Only the five wealthiest conferences could debate what a day off means for their employees … er, “amateur” athletes. Before the Power Five passed some sensible rules Friday to loosen up athletes’ time a little bit, some amendments were proposed by the adults.
USA Today reported one amendment, which overwhelmingly failed, would have allowed athletes to host a recruit on their day off provided they gave prior consent. Another amendment, which closely passed, allows life-skill activities to be held on athletes’ off days. Some player representatives at the NCAA Convention weren’t buying the amendments, recognizing how the system was trying to control days off for unpaid players who are supposedly students first.
The integrity of the day off? Son, wait ’til you get married and are presented with your first Saturday honey-do list. But I digress.
The NCAA actually posted this quote from a student-athlete on its web site announcing the votes, which tells you the degree of disconnect that still exists. Control, baby!
“It’s about owning your time. Coaches need to understand that student-athletes aren’t on call at all times,” Darlington said. “This is about changing the perception of coaches: Our time is our time.”
Good luck with that. Because… well, you know the because.
What remains untouched: The number of games and when/where they are played. If NCAA members really want to make athletes closer to traditional students, play fewer 9 p.m. games on a Tuesday night a couple hours away from your campus. But that won’t happen because this is pro sports masked as amateur.

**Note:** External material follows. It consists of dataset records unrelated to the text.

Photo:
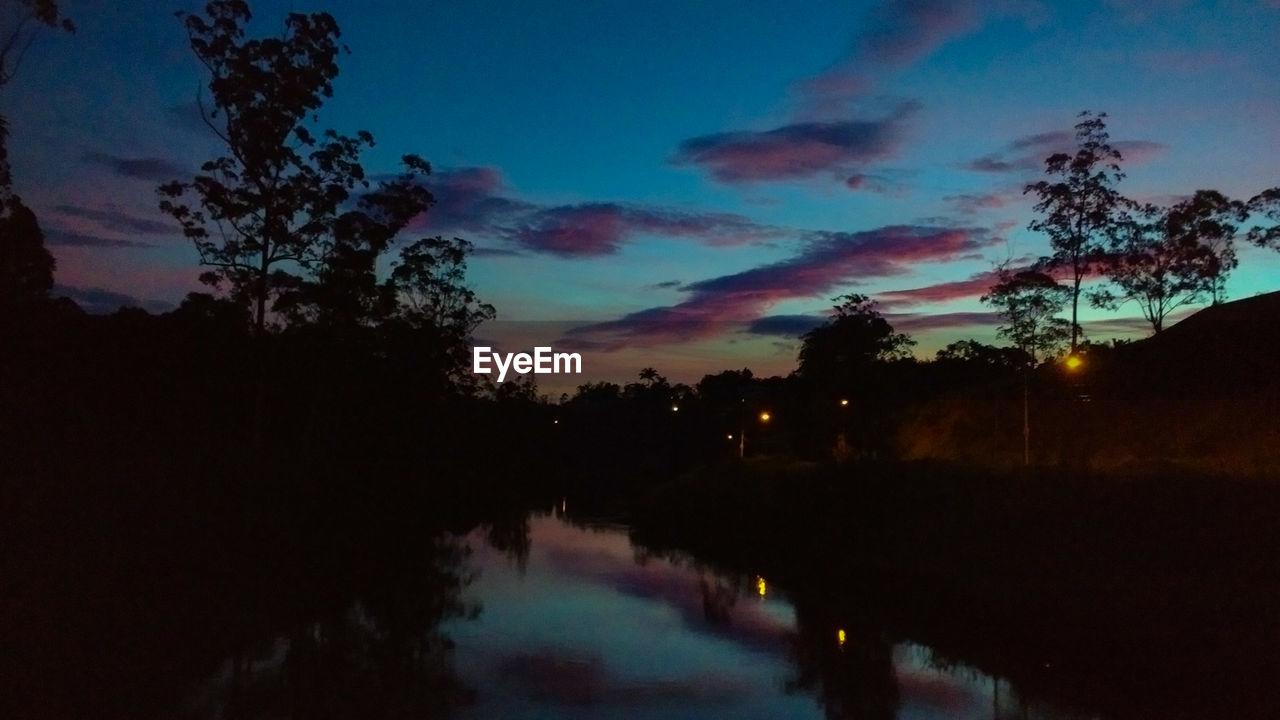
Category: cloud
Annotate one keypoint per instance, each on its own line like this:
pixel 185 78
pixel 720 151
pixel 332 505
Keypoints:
pixel 100 301
pixel 155 169
pixel 80 240
pixel 828 261
pixel 974 286
pixel 923 322
pixel 799 150
pixel 785 326
pixel 496 253
pixel 115 220
pixel 602 228
pixel 974 203
pixel 1027 154
pixel 895 33
pixel 474 200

“We all know games are the elephant in the room, especially basketball,” said one Power Five athletic director, who asked to remain anonymous.
“I agree it’s an issue,” Pac-12 commissioner Larry Scott said. “I think that’s a more complex, sport-by-sport set of discussions we may have in the future. I think in this first round of time demands legislation we’re focusing around the practice schedules.”
“You mean we should be the adults in the room and play fewer games?” quipped another anonymous Power Five AD. “We can try to make amends where we can that helps. But the travel for all the games really is what changes their lives. The games seem to be sacred among the athletes.”
Hey, as long as you’ve got a sense of humor about it, it’s all good, amirite?
And on a similar note, Eleven Warriors argues that if the NCAA is all about student-athlete welfare when it comes to extending the season with a second bye week, giving those young bodies more time to heal during all those weeks of play, why not go further and return to an eleven-game schedule?
As I said, as long as you’ve got a sense of humor about it, it’s all good.